Access to space must therefore be kept while addressing these challenges. In this abstract we present SpaceKeepers-1, a mission developed as part of the CleanCube initiative, focused on five key technical zero-debris challenges: reliable end-of-life disposal, reliable passivation, system resilience, collision risk reduction and visual and radio astronomy impact mitigation.
Developed by Alén Space and GMV, and aimed to launch in 2028, the platform is a CubeSat-based concept, using an elongated form factor in favor of the zero-debris goals. By using attitude change maneuvers efficiently, propellant use can be minimized. A nominal attitude where low-area surfaces face velocity can minimize drag, and therefore reduce the number of station-keeping maneuvers. Orienting high-area satellite faces along the orbital velocity vector can facilitate collision-avoidance maneuvers, and accelerate end-of-life disposal, therefore reducing the propellant consumption.

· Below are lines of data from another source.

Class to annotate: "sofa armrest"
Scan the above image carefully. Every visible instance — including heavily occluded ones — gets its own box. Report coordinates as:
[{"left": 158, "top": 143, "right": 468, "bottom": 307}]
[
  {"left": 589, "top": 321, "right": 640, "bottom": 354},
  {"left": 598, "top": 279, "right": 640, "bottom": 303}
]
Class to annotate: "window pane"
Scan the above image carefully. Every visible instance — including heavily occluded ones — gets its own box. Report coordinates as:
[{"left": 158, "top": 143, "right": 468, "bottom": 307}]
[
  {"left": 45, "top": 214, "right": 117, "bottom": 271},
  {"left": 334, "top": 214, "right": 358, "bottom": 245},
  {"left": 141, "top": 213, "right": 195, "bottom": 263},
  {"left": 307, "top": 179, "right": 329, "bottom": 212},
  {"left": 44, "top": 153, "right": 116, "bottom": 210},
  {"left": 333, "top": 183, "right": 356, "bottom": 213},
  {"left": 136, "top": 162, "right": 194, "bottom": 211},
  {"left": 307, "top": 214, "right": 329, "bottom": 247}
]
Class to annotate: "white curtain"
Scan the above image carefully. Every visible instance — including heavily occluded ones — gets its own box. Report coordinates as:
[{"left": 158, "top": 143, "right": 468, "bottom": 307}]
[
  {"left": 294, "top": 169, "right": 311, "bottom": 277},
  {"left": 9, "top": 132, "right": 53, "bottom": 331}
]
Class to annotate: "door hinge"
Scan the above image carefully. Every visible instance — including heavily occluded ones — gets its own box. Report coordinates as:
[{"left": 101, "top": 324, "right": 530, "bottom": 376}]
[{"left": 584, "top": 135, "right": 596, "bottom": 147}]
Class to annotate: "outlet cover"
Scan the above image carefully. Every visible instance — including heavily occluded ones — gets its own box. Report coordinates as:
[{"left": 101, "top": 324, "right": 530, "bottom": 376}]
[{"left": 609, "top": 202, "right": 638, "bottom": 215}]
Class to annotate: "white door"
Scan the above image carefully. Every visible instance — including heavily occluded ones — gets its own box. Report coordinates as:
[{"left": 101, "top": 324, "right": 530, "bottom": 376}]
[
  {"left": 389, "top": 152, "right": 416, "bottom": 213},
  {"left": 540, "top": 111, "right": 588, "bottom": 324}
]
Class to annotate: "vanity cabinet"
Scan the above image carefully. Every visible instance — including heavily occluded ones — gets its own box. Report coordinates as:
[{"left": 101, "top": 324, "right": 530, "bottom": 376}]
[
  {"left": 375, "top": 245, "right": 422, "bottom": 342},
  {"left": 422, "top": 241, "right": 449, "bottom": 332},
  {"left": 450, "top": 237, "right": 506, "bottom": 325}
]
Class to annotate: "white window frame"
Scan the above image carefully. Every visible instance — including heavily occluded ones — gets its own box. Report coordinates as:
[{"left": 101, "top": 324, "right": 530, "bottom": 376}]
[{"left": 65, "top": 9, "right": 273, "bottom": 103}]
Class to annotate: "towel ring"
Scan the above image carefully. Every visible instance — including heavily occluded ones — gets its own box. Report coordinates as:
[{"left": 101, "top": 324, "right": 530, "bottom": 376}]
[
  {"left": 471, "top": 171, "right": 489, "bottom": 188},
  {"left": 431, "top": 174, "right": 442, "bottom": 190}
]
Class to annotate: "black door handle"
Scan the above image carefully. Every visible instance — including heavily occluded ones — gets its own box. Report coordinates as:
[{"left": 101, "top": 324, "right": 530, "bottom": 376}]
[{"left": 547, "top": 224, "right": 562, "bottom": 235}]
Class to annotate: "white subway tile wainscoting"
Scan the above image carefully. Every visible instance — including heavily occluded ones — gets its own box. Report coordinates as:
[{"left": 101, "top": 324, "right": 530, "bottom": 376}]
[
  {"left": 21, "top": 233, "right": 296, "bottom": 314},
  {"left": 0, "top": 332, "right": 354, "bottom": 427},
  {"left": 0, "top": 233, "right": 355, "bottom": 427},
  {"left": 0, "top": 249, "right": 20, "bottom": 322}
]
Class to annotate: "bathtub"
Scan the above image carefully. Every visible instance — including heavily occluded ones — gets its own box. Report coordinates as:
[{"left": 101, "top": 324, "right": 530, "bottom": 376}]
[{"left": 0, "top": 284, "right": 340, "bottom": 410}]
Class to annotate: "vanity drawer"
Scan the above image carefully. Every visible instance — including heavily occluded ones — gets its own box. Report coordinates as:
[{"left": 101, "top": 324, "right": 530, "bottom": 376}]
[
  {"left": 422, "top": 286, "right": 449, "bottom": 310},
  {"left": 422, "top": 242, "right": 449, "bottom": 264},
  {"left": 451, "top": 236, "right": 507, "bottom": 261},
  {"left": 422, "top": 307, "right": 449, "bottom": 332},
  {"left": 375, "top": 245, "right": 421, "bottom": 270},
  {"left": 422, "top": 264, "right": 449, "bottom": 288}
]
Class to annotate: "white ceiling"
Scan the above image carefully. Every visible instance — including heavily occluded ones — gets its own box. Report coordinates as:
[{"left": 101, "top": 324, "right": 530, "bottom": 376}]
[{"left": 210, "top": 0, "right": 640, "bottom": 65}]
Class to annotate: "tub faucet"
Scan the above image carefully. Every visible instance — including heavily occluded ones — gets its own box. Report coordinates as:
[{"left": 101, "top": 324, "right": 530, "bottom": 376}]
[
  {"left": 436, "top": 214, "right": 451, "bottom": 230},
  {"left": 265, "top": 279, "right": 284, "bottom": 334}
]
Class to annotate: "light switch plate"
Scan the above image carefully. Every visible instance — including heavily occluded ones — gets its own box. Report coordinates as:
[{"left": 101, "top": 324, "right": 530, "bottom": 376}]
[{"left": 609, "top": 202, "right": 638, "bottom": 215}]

To contribute to the system resilience goals, the mission will onboard an autonomous locator beacon that will enable early detection and positioning of the satellite, maintaining these capabilities through disposal. This will ensure unambiguous identification, and further improve collision avoidance capabilities. Satellite health will be continuously monitored to enhance system resilience, and advanced autonomous anomaly detection capabilities will be implemented from ground, to support early identification of potential anomalies.
Additionally, the development of advanced brightness models, analyzing apparent visual magnitude throughout the whole orbit, will improve the characterization of high brightness intervals. The use of efficient maneuvers, changing the satellite attitude, will prevent exceeding the brightness magnitude predefined limit at any orbital point. The obtained data will be used in conjunction with astronomical institutions, to improve the current models.
These experiments will demonstrate that small satellite missions can actively contribute to the development of advanced zero debris policies, establishing a framework for the future use of space in Europe and paving the way toward a safe, sustainable and efficient use of space.